The Chargé in El Salvador (McCafferty) to the Secretary of State

86. Late yesterday the Ministers of War and Gobernación called on me, presented the greetings of General Martínez and then talked at length on general topics. After much hesitation the subject of the political situation was broached and I asked them how things were going along. They said that there had been no new developments.

They spoke of latent communism but I told them I had reliable information that communism was a dead issue at the present time and that the feeling of the farm laborers was now very strong against the radical leaders who fooled them but not against the government. It was evident that they felt that their red argument was not very convincing. I then mentioned to them the two interviews of Justice Guerrero with Secretary of State Stimson in which the former stated General Martínez had consented to turn over the Presidency to the First Designate on June 1st, he assuming the Ministry of War, also that of the representative of the de facto government in Washington with the Under Secretary of State which indicated the same thing. They made it appear as if they knew nothing of these interviews and evaded any comment on them. They then said that the military officers were insisting that Martínez remain and that they would not permit any of the present Designates to assume the Presidency. I said that it was unfortunate that before the naming of the Designates the military were not consulted and an agreement reached. They said that the Army indicated its preference for General Castañeda, Colonel Valdes and Colonel Menéndez as First, Second and Third Designates respectively but that they had not been chosen because they would have been barred by the 1923 treaty. I told them that unfortunately they themselves would be barred from recognition because they were Secretaries of State within 6 months prior to the election of Designates but surely I could not find anything in the treaty which would bar Colonel Menéndez. They volunteered the information that Colonel Menéndez would be acceptable to the Army and to them and that if the present Designates voluntarily resigned he could then be named First Designate but that this presented difficulties. I made no comment.

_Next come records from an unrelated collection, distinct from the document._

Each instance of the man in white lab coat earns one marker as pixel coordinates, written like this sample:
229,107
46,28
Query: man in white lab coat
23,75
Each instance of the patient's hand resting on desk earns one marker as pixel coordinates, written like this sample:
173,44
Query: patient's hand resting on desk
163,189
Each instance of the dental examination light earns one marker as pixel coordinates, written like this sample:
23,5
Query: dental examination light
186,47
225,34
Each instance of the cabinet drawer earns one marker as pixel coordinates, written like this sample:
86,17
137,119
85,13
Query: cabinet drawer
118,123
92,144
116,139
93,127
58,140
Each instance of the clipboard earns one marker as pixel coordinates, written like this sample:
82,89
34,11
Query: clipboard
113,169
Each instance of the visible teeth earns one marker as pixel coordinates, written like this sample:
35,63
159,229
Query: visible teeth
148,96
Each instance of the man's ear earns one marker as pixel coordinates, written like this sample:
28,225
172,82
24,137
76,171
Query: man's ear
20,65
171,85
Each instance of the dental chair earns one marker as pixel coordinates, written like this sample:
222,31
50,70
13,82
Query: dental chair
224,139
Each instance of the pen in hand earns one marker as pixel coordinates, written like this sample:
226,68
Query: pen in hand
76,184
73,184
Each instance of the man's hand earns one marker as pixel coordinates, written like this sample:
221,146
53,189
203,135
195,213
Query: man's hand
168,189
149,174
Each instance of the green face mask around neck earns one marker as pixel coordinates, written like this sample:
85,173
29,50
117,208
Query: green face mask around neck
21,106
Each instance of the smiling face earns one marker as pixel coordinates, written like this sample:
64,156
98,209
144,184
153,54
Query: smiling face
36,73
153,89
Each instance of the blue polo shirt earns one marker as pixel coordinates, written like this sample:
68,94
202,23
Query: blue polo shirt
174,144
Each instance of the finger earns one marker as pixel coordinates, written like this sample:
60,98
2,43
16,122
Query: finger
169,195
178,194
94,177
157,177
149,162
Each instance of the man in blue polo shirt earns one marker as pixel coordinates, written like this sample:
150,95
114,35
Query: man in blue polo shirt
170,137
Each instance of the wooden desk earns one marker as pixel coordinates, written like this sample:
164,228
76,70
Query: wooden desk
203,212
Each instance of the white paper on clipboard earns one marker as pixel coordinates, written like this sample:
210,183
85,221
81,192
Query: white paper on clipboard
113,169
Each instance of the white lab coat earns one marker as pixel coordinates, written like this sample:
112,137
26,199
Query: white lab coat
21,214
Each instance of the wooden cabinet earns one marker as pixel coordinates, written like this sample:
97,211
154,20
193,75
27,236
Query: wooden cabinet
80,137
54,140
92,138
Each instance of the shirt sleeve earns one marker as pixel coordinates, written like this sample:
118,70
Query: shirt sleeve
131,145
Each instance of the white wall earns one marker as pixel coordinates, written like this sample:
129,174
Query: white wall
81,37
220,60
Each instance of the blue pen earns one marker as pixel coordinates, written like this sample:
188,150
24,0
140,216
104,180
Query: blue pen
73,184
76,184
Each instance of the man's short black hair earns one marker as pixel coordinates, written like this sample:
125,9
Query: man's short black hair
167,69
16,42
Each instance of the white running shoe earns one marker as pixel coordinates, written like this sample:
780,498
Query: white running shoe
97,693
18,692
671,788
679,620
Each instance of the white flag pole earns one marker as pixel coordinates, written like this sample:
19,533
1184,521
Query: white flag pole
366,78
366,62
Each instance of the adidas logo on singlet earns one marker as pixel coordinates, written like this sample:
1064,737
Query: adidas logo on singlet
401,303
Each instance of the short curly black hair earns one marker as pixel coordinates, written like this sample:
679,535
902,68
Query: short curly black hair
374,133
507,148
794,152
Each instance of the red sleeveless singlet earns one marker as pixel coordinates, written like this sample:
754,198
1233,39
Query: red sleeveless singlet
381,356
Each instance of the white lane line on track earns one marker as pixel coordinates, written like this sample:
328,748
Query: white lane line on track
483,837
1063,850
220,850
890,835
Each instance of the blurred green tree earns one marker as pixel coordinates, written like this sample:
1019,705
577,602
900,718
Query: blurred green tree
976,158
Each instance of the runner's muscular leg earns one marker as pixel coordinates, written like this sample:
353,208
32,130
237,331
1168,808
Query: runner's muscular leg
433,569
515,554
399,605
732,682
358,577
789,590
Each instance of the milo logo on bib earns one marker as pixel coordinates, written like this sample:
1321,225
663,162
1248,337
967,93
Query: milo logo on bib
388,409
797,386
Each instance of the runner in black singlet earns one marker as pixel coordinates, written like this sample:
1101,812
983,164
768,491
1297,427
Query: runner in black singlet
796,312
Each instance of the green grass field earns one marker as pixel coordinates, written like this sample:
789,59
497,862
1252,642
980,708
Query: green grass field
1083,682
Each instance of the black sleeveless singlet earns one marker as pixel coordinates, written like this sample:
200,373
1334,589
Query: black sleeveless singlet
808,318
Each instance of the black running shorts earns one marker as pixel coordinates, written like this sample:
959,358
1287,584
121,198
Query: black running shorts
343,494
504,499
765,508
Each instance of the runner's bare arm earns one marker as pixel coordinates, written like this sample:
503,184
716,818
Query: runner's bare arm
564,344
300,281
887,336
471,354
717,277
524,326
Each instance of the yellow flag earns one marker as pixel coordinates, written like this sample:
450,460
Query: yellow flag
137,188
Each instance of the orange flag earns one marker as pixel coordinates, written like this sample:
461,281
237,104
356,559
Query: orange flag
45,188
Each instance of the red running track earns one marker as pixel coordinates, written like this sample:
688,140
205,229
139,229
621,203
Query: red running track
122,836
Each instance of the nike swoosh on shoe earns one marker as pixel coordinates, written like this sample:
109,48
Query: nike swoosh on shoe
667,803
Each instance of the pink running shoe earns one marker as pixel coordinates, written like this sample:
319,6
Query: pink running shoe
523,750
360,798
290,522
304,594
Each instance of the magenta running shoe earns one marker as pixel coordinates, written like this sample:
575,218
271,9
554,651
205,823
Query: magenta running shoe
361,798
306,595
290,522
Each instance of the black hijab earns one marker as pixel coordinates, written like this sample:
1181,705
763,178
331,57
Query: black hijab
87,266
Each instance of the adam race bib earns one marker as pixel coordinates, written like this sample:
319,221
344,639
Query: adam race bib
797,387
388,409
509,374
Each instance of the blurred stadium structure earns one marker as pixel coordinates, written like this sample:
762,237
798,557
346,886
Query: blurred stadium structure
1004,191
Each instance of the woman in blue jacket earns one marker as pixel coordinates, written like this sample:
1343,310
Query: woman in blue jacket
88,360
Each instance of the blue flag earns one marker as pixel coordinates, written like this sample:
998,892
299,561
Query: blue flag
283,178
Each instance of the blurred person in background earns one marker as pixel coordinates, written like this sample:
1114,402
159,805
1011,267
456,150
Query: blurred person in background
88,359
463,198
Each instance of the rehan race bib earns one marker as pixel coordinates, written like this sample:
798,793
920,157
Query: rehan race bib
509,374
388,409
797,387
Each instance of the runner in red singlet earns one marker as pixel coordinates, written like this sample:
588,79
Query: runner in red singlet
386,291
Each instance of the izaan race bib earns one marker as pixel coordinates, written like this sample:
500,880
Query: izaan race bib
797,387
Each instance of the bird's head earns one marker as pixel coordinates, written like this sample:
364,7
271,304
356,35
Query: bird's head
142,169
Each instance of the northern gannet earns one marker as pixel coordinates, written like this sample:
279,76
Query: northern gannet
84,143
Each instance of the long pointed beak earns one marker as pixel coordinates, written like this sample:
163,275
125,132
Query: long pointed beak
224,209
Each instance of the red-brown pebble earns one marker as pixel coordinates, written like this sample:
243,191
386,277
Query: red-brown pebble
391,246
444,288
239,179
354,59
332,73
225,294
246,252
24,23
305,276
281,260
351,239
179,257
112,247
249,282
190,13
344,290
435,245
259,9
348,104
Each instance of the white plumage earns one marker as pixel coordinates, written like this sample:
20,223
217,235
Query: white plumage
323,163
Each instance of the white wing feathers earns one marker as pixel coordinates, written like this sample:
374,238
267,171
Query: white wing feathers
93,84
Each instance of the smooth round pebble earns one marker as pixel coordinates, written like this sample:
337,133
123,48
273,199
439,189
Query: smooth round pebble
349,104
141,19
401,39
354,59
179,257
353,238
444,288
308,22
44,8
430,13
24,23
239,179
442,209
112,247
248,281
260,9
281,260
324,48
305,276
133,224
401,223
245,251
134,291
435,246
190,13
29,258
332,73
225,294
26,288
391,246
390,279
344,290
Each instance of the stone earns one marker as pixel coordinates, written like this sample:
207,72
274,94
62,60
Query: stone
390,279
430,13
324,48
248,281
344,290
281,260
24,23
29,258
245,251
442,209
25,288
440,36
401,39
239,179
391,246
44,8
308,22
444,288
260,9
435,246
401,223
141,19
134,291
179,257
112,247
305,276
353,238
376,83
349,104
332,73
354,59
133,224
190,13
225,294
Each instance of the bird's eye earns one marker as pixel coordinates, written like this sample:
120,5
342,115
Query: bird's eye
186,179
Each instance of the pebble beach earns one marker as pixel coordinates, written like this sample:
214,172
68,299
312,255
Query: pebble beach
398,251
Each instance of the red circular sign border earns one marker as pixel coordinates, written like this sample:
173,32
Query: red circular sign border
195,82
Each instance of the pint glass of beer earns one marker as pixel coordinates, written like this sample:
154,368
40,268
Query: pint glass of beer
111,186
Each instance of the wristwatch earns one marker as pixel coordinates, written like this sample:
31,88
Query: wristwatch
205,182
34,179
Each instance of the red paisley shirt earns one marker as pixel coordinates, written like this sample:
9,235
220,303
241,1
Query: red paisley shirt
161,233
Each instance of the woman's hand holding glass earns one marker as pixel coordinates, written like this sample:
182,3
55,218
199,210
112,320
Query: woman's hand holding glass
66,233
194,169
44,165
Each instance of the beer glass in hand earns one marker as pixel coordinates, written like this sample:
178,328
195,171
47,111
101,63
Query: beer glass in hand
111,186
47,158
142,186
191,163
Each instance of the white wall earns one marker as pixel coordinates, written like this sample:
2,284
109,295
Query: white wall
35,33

I then reiterated to them that we had no animus against General Martínez or anyone else in the de facto government and that we neither favored nor opposed any person for the Presidency. I emphasized the fact that our only interest was that we were most anxious [Page 601] to see a constitutional reorganization of the government in accordance with the provisions of the treaty of 1923 so that it could be recognized. I pointed out to them that without recognition the government could not be strong and firmly established and that the unsettled political disturbances were preventing a normalization of the serious economic situation. They agreed and said that it was very important that the situation should be normalized. They and General Martínez are undoubtedly concerned regarding nonrecognition. They said that they would talk to General Martínez regarding our conversation and would come back shortly. While the interview gave me no new information I obtained the impression that they had been sent by General Martínez to say that he could not turn over the Presidency at the present time to the First Designate but they left apparently without having the courage to say this definitely.